Quase onze anos me separam do dia em que deixei a minha querida Paulicéia e vim morar nesta agradável João Pessoa, para viver mais lentamente. Para desfrutar um clima estável de uma cidade que é verde e onde tudo é logo ali. Um contraste com a minha terra, onde o longe é o trivial.

Aqui poderia trocar o transporte motorizado pelo viajar saudável com a força das pernas, ver aflorar a saúde na face, pela fluência do sangue nas artérias, porque aqui ele corre célere e sem os obstáculos provocados pelas tensões que comprimem nervos e músculos. O clima é o de sempre, sem surpresas.

Fui vivendo… Escrevi poemas e editei livros. Disse poesias em teatros, fiz programas de TV, fui aceito em academias literárias. Recebi importantes comendas e me fizeram cidadão paraibano. Ganhei amigos e fiz conhecidos. Agora já sou daqui e posso falar com liberdade. Por isso escrevi artigos para os jornais em defesa da terra e das pessoas. Participo de seus problemas e opino para que surjam  soluções.

A segunda cidade mais verde do planeta hoje está bem cuidada. Está mais bonita na sua forma exterior. Pena que não se dê o mesmo com o seu cerne, o que envolve hábitos, procedimentos e civilidade.

Há sujeira que não existiria se fôssemos politizados. Barulho que não alucinaria se fôssemos respeitadores. Comportamentos da rua e do trânsito próprios da falta de educação. Há malabares pelas esquinas, colas sob as marquises e meninas que se vendem por comida.  Isto ainda mancha a beleza da cidade.

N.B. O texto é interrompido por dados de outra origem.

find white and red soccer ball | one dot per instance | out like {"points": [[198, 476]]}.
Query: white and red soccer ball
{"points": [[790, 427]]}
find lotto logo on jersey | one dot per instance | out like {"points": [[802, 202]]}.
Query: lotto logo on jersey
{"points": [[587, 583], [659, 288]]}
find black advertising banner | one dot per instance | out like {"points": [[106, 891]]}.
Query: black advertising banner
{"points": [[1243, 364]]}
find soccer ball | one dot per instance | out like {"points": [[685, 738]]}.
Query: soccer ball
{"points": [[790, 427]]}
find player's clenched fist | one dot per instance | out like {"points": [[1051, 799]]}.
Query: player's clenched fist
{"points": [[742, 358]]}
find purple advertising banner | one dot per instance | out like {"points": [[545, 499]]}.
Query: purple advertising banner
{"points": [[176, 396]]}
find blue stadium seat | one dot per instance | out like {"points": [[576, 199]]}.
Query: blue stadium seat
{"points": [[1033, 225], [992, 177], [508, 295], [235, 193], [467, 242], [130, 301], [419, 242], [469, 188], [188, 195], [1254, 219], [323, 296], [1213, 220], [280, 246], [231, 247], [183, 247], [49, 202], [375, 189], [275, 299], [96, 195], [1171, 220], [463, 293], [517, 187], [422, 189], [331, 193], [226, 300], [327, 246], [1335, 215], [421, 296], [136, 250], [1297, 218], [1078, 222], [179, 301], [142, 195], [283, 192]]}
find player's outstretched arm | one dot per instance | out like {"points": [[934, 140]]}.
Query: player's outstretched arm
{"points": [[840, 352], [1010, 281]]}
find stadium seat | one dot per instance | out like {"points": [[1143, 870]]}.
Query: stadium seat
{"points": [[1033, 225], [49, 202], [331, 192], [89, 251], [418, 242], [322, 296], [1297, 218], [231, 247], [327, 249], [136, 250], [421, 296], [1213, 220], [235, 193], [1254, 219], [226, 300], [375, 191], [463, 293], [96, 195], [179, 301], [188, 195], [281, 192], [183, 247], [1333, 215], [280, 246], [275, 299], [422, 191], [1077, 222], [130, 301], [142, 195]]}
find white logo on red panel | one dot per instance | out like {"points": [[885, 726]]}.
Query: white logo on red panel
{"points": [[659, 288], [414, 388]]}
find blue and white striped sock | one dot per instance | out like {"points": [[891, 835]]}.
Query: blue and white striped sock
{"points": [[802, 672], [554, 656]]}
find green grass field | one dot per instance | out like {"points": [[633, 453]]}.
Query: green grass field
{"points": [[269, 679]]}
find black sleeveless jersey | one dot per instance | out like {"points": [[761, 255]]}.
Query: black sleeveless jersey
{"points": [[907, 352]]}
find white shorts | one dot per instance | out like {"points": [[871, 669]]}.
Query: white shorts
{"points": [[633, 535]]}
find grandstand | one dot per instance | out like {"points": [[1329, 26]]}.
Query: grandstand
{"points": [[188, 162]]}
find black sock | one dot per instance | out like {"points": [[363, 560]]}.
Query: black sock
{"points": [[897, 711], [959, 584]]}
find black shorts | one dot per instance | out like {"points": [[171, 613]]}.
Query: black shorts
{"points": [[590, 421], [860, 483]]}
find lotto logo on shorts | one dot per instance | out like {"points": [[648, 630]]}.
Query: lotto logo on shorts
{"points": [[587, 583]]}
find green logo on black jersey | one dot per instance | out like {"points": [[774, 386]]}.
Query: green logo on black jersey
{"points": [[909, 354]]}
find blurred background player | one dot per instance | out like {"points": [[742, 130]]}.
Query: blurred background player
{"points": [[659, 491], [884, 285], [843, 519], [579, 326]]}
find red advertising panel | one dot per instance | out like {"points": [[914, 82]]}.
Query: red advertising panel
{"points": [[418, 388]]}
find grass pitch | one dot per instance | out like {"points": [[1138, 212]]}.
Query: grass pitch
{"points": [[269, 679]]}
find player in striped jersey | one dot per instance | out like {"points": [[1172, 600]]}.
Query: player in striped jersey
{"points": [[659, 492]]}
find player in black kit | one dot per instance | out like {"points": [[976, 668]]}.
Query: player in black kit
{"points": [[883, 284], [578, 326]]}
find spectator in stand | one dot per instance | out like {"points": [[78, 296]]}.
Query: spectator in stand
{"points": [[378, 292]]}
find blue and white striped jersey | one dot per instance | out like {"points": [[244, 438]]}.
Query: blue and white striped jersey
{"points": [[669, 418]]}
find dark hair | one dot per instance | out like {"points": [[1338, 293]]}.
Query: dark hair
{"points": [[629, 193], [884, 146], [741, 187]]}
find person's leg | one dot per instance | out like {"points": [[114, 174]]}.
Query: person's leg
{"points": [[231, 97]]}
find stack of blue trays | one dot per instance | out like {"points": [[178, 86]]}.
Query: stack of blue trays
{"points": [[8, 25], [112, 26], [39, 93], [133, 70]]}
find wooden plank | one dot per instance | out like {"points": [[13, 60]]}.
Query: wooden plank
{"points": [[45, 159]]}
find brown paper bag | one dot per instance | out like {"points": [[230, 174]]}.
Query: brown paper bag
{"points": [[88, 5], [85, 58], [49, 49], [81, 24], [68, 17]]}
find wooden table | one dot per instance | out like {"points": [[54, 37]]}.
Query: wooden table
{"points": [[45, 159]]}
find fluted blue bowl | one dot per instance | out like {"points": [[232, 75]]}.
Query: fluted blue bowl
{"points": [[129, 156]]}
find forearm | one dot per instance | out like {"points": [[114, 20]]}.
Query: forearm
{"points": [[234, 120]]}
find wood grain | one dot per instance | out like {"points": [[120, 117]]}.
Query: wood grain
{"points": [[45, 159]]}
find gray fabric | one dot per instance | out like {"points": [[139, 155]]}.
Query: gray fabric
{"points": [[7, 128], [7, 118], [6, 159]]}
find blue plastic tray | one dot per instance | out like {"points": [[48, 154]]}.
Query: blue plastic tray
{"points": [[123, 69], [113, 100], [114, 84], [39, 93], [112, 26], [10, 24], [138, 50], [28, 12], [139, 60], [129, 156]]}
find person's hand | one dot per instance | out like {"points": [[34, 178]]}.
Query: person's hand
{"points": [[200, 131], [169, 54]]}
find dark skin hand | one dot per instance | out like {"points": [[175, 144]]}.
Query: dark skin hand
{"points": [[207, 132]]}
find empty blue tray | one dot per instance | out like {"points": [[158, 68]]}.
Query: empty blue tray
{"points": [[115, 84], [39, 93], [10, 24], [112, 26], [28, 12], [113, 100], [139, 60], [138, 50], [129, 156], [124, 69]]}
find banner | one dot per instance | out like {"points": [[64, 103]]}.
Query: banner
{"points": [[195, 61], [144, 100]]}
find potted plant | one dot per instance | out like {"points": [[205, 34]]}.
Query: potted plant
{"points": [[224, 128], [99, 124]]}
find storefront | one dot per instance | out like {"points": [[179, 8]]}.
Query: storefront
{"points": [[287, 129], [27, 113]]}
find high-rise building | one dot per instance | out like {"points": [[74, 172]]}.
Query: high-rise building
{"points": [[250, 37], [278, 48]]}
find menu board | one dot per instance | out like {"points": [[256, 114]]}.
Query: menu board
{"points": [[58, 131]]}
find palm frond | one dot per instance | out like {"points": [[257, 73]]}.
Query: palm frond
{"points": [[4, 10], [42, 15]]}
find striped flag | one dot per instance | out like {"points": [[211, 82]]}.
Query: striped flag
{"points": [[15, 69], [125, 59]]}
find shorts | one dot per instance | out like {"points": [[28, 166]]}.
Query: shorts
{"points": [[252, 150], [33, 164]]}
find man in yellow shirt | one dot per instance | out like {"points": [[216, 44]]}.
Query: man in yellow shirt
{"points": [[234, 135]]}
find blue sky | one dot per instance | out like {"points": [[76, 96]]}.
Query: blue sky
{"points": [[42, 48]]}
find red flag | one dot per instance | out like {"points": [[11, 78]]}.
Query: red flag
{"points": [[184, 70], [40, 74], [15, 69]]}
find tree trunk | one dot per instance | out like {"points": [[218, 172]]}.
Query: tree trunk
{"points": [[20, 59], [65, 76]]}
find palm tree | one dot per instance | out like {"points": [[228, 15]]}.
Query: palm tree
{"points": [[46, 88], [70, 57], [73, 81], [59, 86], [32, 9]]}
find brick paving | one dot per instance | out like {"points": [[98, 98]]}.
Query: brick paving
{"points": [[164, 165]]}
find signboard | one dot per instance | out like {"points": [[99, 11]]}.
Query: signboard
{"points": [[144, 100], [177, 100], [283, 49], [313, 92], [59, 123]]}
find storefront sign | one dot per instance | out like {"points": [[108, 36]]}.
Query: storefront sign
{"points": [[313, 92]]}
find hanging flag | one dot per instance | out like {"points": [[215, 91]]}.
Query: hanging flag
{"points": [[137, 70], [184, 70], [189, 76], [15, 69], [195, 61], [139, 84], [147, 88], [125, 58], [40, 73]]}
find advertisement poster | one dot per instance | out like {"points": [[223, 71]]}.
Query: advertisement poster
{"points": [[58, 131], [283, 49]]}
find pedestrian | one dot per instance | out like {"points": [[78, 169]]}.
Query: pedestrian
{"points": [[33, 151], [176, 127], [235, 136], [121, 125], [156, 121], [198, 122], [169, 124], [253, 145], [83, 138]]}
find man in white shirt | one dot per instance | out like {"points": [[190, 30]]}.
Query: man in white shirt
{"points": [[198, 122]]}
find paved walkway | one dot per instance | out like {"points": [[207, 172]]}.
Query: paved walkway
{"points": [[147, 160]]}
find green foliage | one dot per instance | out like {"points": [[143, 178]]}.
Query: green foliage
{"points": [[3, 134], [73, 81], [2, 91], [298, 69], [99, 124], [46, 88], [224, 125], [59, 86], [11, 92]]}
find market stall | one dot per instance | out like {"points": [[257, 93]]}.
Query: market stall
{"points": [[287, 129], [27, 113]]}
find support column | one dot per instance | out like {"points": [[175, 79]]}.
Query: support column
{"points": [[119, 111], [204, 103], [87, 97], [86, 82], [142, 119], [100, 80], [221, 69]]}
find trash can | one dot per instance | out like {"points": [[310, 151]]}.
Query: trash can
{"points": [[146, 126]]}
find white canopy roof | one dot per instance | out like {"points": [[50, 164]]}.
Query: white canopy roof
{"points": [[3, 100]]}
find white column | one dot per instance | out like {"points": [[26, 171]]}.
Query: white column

Não me arrependo de ter mudado de vida. Deixei o progresso em troca do sossego. Troquei o primeiro mundo por anos de sobrevida (?). Hoje, aos setenta e três anos, como diz o poeta, “ando devagar porque já tive pressa”. Repito o que disse no meu livro “Tchau São Paulo”: escrevo o reverso da história; muitos iam para o sul em busca de comida e eu vim para o nordeste na procura da vida.

Embora ainda distantes da cidade feliz, podemos construí-la se evitarmos os erros das outras metrópoles e não tentarmos imitá-las no que têm de pior. Não temos a riqueza do sul, construída pelo homem, mas temos o tesouro da natureza, uma dádiva de Deus. Vivamos do turismo ecológico, não do alucinógeno.

Que Nossa Senhora das Neves nos mantenha unidos e solidários para que consigamos viver num paraíso e realizar o nosso “Sonho de Feliz Cidade”.